Background: Middle meningeal artery embolization (MMAe) has emerged as a safe and efficacious treatment for chronic subdural hematoma (cSDH). Performing this procedure on an outpatient basis has the opportunity to accelerate recovery and provide economic advantages. However, data supporting such protocols remain limited. This study aims to substantiate the feasibility of outpatient MMAe by describing its success at our institution.

Methods: A single-center retrospective cohort analysis of all patients undergoing outpatient MMAe for cSDH was conducted between August 2023 and March 2025. Primary outcomes included procedural complication rates, postprocedural emergency department (ED) return rates, and 30-day readmission rates. Secondary outcomes included hematoma recurrence or expansion, degree of symptom resolution, and radiographic outcomes.

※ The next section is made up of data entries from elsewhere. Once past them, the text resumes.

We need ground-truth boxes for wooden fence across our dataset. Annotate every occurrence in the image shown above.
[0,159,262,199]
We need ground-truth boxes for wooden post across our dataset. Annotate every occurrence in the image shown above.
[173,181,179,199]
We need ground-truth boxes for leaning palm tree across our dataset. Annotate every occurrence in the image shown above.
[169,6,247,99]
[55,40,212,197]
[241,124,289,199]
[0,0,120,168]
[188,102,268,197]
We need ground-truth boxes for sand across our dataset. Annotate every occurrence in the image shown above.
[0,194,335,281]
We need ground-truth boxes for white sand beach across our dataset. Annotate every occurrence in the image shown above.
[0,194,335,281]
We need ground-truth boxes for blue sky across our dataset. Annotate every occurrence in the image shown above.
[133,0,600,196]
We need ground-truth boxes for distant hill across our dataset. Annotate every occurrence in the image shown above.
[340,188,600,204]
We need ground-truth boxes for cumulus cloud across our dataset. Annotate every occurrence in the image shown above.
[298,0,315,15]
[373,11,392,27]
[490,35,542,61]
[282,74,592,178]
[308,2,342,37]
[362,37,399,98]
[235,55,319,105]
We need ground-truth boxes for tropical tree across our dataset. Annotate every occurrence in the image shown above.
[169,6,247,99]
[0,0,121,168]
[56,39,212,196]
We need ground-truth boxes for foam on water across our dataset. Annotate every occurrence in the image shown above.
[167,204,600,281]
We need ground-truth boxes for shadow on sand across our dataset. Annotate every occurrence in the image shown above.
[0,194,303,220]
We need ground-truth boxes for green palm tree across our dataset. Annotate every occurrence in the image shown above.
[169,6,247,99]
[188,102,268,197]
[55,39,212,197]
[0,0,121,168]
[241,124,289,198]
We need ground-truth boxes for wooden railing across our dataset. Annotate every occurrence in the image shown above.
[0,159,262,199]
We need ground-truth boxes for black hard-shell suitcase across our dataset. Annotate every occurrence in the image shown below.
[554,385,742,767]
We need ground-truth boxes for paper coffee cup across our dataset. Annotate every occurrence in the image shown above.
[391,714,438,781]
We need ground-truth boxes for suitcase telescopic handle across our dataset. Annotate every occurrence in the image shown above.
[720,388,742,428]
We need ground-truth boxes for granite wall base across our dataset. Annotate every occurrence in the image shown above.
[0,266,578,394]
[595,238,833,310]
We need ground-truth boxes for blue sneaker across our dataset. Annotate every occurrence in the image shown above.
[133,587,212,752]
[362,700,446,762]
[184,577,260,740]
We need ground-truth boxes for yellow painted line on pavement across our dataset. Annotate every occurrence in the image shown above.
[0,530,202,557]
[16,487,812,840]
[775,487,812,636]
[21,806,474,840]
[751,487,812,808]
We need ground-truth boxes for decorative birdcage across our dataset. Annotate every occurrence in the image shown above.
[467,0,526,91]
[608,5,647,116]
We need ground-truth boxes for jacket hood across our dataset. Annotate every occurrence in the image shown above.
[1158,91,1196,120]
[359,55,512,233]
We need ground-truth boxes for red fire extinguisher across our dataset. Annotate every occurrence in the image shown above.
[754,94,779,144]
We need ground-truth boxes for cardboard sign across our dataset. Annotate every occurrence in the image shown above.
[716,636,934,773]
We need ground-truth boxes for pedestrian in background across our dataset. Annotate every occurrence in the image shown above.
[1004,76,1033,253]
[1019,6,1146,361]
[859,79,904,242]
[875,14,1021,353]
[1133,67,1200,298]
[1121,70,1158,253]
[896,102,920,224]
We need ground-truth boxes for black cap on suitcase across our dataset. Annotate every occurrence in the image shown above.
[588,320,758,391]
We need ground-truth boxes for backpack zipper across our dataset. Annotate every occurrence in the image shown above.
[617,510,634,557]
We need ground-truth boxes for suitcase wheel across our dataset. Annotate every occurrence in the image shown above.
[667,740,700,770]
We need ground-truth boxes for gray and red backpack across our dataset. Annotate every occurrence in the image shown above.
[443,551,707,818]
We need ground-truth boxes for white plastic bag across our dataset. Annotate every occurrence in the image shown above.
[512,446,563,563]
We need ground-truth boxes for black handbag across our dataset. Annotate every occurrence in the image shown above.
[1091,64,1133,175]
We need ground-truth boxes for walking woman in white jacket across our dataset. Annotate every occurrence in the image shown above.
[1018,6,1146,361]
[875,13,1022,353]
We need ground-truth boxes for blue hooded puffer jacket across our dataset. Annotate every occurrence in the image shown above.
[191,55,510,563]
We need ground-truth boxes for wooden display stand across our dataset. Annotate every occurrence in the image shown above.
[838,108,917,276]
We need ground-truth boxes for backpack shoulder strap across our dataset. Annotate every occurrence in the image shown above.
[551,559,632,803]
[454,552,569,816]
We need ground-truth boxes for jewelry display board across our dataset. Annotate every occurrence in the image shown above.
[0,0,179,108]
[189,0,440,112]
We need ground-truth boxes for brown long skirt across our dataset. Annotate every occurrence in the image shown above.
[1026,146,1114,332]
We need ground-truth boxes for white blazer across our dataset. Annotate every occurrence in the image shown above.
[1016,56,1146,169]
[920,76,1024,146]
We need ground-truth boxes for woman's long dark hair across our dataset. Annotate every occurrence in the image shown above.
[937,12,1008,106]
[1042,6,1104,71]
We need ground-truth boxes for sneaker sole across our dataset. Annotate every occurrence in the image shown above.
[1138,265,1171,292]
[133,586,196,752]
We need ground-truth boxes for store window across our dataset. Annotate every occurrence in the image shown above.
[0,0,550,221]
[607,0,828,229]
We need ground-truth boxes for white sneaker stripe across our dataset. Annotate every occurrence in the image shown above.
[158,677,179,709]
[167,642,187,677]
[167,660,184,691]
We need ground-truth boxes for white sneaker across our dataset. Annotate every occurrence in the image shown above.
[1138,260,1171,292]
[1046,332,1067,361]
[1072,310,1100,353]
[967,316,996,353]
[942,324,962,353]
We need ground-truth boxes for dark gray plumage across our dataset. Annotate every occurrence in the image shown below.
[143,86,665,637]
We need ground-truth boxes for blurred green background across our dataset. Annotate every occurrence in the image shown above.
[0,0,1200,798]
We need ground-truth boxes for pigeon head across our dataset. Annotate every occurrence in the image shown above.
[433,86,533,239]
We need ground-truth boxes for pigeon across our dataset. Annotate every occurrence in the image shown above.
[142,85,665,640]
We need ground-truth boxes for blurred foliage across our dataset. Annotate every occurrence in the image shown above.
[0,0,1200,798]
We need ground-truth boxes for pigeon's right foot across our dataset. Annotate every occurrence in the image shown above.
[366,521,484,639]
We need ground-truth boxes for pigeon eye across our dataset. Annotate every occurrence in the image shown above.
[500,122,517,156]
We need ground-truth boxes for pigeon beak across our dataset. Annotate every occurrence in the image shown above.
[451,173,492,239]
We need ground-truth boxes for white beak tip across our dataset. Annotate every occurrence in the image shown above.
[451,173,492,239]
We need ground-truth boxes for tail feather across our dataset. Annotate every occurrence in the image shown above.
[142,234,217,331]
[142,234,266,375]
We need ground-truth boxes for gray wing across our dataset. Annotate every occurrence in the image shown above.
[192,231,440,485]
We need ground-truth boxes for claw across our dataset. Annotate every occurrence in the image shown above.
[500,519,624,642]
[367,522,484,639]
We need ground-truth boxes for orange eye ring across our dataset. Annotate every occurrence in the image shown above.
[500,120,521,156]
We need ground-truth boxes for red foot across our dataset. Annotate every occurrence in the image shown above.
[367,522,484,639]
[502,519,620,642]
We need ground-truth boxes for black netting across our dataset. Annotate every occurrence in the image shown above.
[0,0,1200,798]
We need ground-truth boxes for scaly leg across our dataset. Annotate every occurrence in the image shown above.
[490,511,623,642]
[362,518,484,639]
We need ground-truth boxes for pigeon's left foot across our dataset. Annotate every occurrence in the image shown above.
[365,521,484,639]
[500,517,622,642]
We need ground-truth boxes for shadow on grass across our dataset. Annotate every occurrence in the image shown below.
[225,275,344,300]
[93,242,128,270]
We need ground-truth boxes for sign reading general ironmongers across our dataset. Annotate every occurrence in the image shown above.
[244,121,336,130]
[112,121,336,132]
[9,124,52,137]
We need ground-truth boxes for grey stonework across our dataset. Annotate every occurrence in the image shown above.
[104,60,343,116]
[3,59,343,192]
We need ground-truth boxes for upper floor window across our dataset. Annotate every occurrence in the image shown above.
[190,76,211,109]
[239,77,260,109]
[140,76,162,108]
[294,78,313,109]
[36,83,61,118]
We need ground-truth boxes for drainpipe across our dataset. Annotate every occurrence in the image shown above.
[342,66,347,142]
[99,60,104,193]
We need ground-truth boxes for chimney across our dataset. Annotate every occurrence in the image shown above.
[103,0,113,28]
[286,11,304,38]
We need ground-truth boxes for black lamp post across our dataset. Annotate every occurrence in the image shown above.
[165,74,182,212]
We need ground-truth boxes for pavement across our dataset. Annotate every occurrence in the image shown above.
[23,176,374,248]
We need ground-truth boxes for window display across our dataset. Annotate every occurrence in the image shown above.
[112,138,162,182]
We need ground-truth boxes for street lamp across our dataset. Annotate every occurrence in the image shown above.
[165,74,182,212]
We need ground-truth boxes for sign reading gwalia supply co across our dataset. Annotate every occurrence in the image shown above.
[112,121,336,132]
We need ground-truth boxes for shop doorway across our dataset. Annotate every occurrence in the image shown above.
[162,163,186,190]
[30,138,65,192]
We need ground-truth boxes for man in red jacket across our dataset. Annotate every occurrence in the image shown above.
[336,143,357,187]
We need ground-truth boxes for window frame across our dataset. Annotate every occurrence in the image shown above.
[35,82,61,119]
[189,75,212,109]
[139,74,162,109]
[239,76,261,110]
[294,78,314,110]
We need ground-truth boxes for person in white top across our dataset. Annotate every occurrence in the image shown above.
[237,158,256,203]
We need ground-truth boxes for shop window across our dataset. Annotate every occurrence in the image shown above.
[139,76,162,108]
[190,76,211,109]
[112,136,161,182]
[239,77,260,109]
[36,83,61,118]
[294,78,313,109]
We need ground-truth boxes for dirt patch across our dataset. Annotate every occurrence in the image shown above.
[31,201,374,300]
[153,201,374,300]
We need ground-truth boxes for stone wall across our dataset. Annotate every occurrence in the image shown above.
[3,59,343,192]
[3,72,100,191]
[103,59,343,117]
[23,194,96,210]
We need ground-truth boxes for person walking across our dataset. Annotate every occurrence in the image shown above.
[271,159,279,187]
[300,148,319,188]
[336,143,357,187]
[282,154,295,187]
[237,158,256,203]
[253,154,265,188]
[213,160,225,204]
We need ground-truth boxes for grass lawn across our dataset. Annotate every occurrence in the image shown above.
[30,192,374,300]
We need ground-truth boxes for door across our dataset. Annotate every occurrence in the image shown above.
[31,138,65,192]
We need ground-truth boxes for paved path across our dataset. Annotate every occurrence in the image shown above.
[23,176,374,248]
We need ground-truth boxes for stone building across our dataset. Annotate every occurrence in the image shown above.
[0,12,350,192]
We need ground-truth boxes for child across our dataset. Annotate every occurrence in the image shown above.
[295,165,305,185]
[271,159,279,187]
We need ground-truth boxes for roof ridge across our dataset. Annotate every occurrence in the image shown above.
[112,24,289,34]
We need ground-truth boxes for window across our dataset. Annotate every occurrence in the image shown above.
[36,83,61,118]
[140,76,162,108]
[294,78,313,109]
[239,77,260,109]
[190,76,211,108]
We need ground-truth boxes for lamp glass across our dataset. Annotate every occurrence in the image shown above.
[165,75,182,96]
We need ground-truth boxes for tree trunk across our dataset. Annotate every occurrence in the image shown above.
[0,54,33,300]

Results: 64 patients were included in the analysis, with a median age of 76 years (interquartile range [IQR]: 68-80). The majority of embolizations (77%) served as primary treatment. The median hematoma depth was 11 mm (IQR 7-15), with bilateral hematomas present in 42% of cases. No intra-procedural complications occurred; however, two patients suffered minor postprocedural complications. The 30-day readmission rate was 5% (n = 3), with no readmissions within 48 h. 17% of patients (n = 11) returned to the ED - the median time from embolization to ED presentation was 12 days (IQR 4-17 days). Among 52 patients (81%) with long-term follow-up, 4% suffered hematoma recurrence requiring surgical drainage, 58% achieved complete resolution of symptoms, and 29% showed improvement in symptoms.

Conclusion: The study suggests that outpatient MMAe can be both safe and feasible for select patients with cSDH.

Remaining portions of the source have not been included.